Let $K$ be a number field with $[K:Q] =n$. Let $O_k$ be its ring of algebraic integers.
I understand how there is an integral basis for $Q$, i.e. $\exists$ a $Q$-basis of $K$ consisting of elements of $O_k$. Let this integral basis be denoted by $\omega_1, \omega_2, \dots, \omega_n \in O_k$.
However, I do not understand how this leads to the fact that
$$\bigoplus_{i=1}^n Z\omega_i \subseteq O_k$$
Could someone elaborate please? Thank you.
On
The text may be trying to make the following point:
if $\omega_1,\ldots,\omega_r$ are any elements of $O_k$ then their $\mathbb Z$-span, which one might denote by $$\sum_i \mathbb Z \omega_i,$$ is contained in $O_k$ (since $O_k$ is closed under addition).
However, unless that $\omega_i$ are linearly independent over $\mathbb Z$, their span in $O_k$ won't be isomorphic to the direct sum of the $\mathbb Z \omega_i$.
There is always a natural surjection $$\bigoplus_i \mathbb Z_i \to \sum_i \mathbb Z \omega_i$$ (the source being the direct sum and the target being the span in $O_k$), but in general it has a kernel; indeed, the kernel is the collection of all linear dependence relations between the $\omega_i$.

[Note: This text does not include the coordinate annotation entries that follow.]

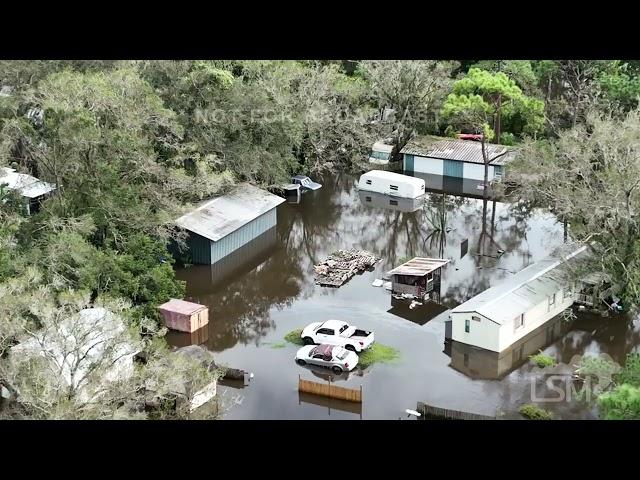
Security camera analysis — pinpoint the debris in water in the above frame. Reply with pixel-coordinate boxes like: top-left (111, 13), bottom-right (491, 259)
top-left (313, 250), bottom-right (380, 287)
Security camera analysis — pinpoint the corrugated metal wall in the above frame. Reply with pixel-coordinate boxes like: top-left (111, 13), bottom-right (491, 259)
top-left (209, 208), bottom-right (276, 264)
top-left (187, 232), bottom-right (211, 265)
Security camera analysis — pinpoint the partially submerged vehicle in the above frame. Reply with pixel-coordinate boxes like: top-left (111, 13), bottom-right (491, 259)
top-left (296, 344), bottom-right (358, 375)
top-left (291, 175), bottom-right (322, 192)
top-left (358, 170), bottom-right (425, 198)
top-left (300, 320), bottom-right (374, 352)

Now if the $\omega_i$ are an integral basis, then they are linearly independent over $\mathbb Z$, and so the direct sum is embedded into $O_k$.
That sum is (isomorphic to) the set of all numbers $\sum a_i\omega_i$ where the $a_i$ are integers. But if the $\omega_i$ are in $O_k$ then of course any integer linear combination of them is also in $O_k$.